*By Anna Yukhananov
WASHINGTON, Jan 28 (Reuters) – The U.S. Treasury Department failed to curb executive pay last year for the second year running at companies rescued by the government, an internal watchdog charged on Monday.
The Treasury’s pay czar, or “special master,” was tasked with limiting “excessive” pay at companies the government bailed out using taxpayer money during the financial crisis.
But the Office of the Special Master did not follow the rules it had set for compensation, instead letting companies define pay themselves, according to a report by the inspector general for the government’s bailout program.
In 2012, the pay czar acceded to company requests in approving multi-million dollar pay packages and pay hikes for top executives at General Motors, AIG and Ally Financial.
The pay czar approved all 18 pay raises requested by the companies, for a total of $6.2 million, and approved pay packages of at least $1 million for 68 of the 69 employees at the companies it was overseeing, the report found.
“While taxpayers struggle to overcome the recent financial crisis and look to the U.S. government to put a lid on compensation for executives of firms whose missteps nearly crippled the U.S. financial system, the U.S. Department of the Treasury continues to allow excessive executive pay,” the report said.
Special Inspector General Christy Romero said it was not surprising companies asked for large pay packages and higher pay. “But what we saw in 2012 that is somewhat different than prior years is that this time the companies pushed back on pay, but they seemed to have met no resistance,” she said in an interview.
Romero is tasked with overseeing the government’s Troubled Asset Relief Program or TARP, which pumped $68 billion into AIG, $50 billion in GM and $17 billion in Ally Financial, among others, to save them from collapse during the 2007-2009 crisis.
In December, the Treasury sold the last of its common stock in AIG and said it plans to sell its remaining shares in automaker GM in the next year or so, leaving Ally as the last major company that still owes the government under TARP.
The acting pay czar, Patricia Geoghegan, said her office achieved its mission, cutting average cash compensation for the top 25 executives at bailed-out companies from what they were getting prior to the TARP bailout.
In 2011 and 2012, the office also froze pay for the chief executives of General Motors, AIG, and Ally Financial.
But last year, Romero’s office found pressure from financial institutions undermined efforts to limit executive pay at bailed-out companies, especially as some Treasury officials were more concerned with getting TARP funds back than in limiting pay.
Romero said the situation has worsened since then.
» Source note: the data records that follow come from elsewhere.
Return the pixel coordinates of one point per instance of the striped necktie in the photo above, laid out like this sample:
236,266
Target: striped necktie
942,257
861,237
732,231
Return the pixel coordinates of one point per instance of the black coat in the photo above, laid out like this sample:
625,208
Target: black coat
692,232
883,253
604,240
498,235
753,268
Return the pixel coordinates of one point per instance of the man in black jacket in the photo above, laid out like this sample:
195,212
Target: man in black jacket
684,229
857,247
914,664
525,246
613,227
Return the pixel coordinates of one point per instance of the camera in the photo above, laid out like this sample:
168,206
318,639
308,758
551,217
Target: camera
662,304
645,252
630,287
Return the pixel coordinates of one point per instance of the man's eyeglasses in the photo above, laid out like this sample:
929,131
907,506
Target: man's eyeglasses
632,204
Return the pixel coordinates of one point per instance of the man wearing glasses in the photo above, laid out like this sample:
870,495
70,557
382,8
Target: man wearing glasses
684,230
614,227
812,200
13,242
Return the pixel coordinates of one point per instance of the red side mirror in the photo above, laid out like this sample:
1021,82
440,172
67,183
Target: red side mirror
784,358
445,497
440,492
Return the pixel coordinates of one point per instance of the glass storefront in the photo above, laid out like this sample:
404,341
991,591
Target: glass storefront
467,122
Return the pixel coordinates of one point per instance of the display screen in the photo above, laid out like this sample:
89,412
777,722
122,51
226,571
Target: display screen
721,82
Contrary to recommendations the inspector general made last year, the pay czar’s office has not developed procedures for how to decide compensation or when to determine high salaries are warranted.
“Without developing some criteria … Treasury put itself in a position of essentially letting the companies drive what pay Treasury was approving,” she said.
Under the rules governing pay for TARP recipients, cash salaries are supposed to rarely exceed $500,000. But in 2012, 70 percent of the top executives at TARP recipients overseen by the government had cash salaries of $500,000 or more, a number that has quadrupled since 2009, the report said. Ninety-four percent got cash compensation of $450,000 or more.
Romero said in one situation, the Treasury approved a pay raise of $50,000 for one GM employee because the company wanted to “do a little extra for him.”
“This shows the complete lack of appreciation that GM has for the fact that they’re owned by taxpayers, and that Americans are in tight budgets and don’t have any extra (funds),” she said.
In another case, the pay czar approved a $200,000 pay raise for an employee of Residential Capital LLC, the bankrupt mortgage lending unit of Ally, despite knowing the unit was about to go bankrupt.
Romero said the government’s pay curbs were unlikely to have a lasting impact.
The report found it likely AIG will return to its “past practices” in setting high executive compensation now that it has repaid the government’s TARP funds.
“The responsibility shifts to the Federal Reserve Board to ensure that AIG does not encourage excessive risk taking through compensation,” the report said.